La violence outil

  • Le cinéma est le médium le plus efficace pour fabriquer de la violence. La violence peut y être pure et non diluée. C’est la violence qui soude le mieux les photos découpées sous la caméra. Les bouts sont collés si fort que les images sont magnifiques, profondes et réalistes.

  • La violence est formidable pour ça ! C'est indéfendable…

  • Le temps file dans le cinéma et c’est pour cela que la violence y est tissée avec autant d'intensité. Le gros défaut du cinéma, c'est qu'il pourrit. À cause du temps qui file, il pourrit très vite. C'est le temps qui le tue, il est tellement vivant, que le temps le tue. Heureusement, que la photographie retient et contient le temps. La photographie sauve la vie ! Elle piège la violence.

  • Comment représenter l'homme Taureau ? Le tuer, ou le photographier ?


  •  Autour du lynchage.
    *—>Où sont les ombres ?
    *—>Où sont les fantômes ?
    *—>Où sont les humains ?
    *—>Où est l'enfance ?
  • Dans la dernière séquence du film, des ombres agressives encerclent l'homme Taureau, qui se trouve débordé et réduit par le nombre et l'énergie désordonnée des assaillants. Des guêpes.
    Les ombres dans la scène finale sont des silhouettes enfantines. On peut lire ce mot dans ses deux sens. Des silhouettes d'enfants, mais aussi des silhouettes dessinées par des enfants. Les ombres projetées par la lumière agressive de la fusée de détresse sur les parois de la grotte parcourent les volumes de la galerie, dans une ronde enfantine, comme dessinée par des êtres primitifs ou enfantins.
    Cette ronde folle va venir à bout du puissant personnage homme Taureau.
  • Cette ronde infernale (innocente) va le mettre en pièces.
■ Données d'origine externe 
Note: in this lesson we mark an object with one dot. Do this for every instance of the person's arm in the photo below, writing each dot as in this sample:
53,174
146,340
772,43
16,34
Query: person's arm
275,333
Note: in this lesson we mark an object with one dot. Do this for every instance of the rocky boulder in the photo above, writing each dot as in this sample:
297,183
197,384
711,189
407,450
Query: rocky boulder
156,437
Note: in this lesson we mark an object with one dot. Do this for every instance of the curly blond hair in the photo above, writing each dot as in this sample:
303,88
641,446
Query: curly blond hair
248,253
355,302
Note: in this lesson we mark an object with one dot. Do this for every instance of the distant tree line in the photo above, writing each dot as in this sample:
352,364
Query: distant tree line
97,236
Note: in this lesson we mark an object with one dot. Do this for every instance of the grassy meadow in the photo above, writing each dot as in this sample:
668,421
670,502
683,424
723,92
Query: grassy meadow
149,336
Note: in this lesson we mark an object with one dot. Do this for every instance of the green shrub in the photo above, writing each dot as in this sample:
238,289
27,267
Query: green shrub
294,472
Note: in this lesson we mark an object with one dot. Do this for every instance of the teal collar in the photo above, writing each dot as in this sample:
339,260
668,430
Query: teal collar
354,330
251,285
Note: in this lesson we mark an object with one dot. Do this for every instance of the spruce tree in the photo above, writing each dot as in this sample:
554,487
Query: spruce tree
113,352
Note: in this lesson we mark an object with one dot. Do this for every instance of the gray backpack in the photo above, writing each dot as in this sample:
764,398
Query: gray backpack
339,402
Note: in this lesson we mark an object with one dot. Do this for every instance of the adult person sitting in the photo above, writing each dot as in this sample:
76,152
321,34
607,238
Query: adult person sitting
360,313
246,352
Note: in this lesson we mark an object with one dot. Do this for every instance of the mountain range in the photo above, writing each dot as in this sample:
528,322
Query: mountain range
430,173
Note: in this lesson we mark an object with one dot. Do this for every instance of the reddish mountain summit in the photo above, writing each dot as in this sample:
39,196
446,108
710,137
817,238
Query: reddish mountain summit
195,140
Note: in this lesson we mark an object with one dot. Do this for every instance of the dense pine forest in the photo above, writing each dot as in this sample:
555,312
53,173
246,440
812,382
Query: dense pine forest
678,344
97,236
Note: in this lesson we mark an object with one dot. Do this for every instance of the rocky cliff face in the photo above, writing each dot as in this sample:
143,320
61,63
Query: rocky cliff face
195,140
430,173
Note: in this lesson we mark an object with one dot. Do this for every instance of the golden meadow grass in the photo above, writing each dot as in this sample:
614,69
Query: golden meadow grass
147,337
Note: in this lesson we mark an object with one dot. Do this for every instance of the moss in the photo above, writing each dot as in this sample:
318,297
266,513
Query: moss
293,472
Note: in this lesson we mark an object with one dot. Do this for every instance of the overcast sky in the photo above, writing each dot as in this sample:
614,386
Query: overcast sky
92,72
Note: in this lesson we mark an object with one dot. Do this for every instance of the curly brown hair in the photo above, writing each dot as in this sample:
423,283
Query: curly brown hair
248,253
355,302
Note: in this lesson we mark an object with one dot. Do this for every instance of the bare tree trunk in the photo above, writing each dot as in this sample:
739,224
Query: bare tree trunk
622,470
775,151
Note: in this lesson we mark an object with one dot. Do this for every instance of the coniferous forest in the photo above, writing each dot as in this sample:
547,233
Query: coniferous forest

  • Je sens le mouvement (horloge) de l'homme Taureau. Je le vois, je sais comment l'animer au banc-titre. Je sens sa peau (palpable), et son corps lourd (son poids m'étouffe). Je sens son dos massif, le dos du père.
    La peau est rugueuse, il n'y a pas d'endroits où s'agripper. La peau est grasse. On glisse un peu, on peut tomber.
    Il ne nous aide pas à rester sur son dos.
    Il avance. Je m'accroche.
  • Sa force, je la ressens contre mon ventre et entre mes cuisses, collés à sa peau rugueuse. L'homme Taureau avance.
    Je me laisse porter. La violence est là, je la sens, pas encore contre moi.

  • C'est un affrontement qui arrive. Il ne s'agit pas d'être de taille à remporter ce combat. Le combat est perdu. La beauté du corps est perdue. Le corps est détruit…
    Il ne refuse pas de combattre. Il ignore l'intuition de la mort, il ne refuse pas le combat.
    Le corps est perdu. Il ne le retrouvera jamais. C'est violent ça, de ne jamais retrouver le corps.
    C'est violent de le voir s'écrouler, se défaire, et se battre encore.
    C'est violent de refuser la mort.
    Il cherche le corps.
    Il veut le corps à corps.


  • La mare prendra-t-elle la forme d'un sexe féminin ?
    Les entailles, les ouvertures dans les vivres ?
    Le ventre de la terre.

  • L'homme jouit d'une minuscule fourmi.

  • L'homme porte un masque de taureau. Il est entièrement ce qu'il est. Il ne ment pas et il ne se cache pas derrière le masque. Il est ce que je vois. Il ne ment pas, il porte le masque parce qu'il dit la vérité sur lui-même.
    L'homme enlève le masque. On voit son visage. Cela pourrait être n'importe quel homme. N'importe qui. On ne sait plus qui il est, c'est peut-être vous, c’est peut-être moi. N'importe qui.
    Quand il ôte son masque, on ne peut pas le distinguer (démasquer).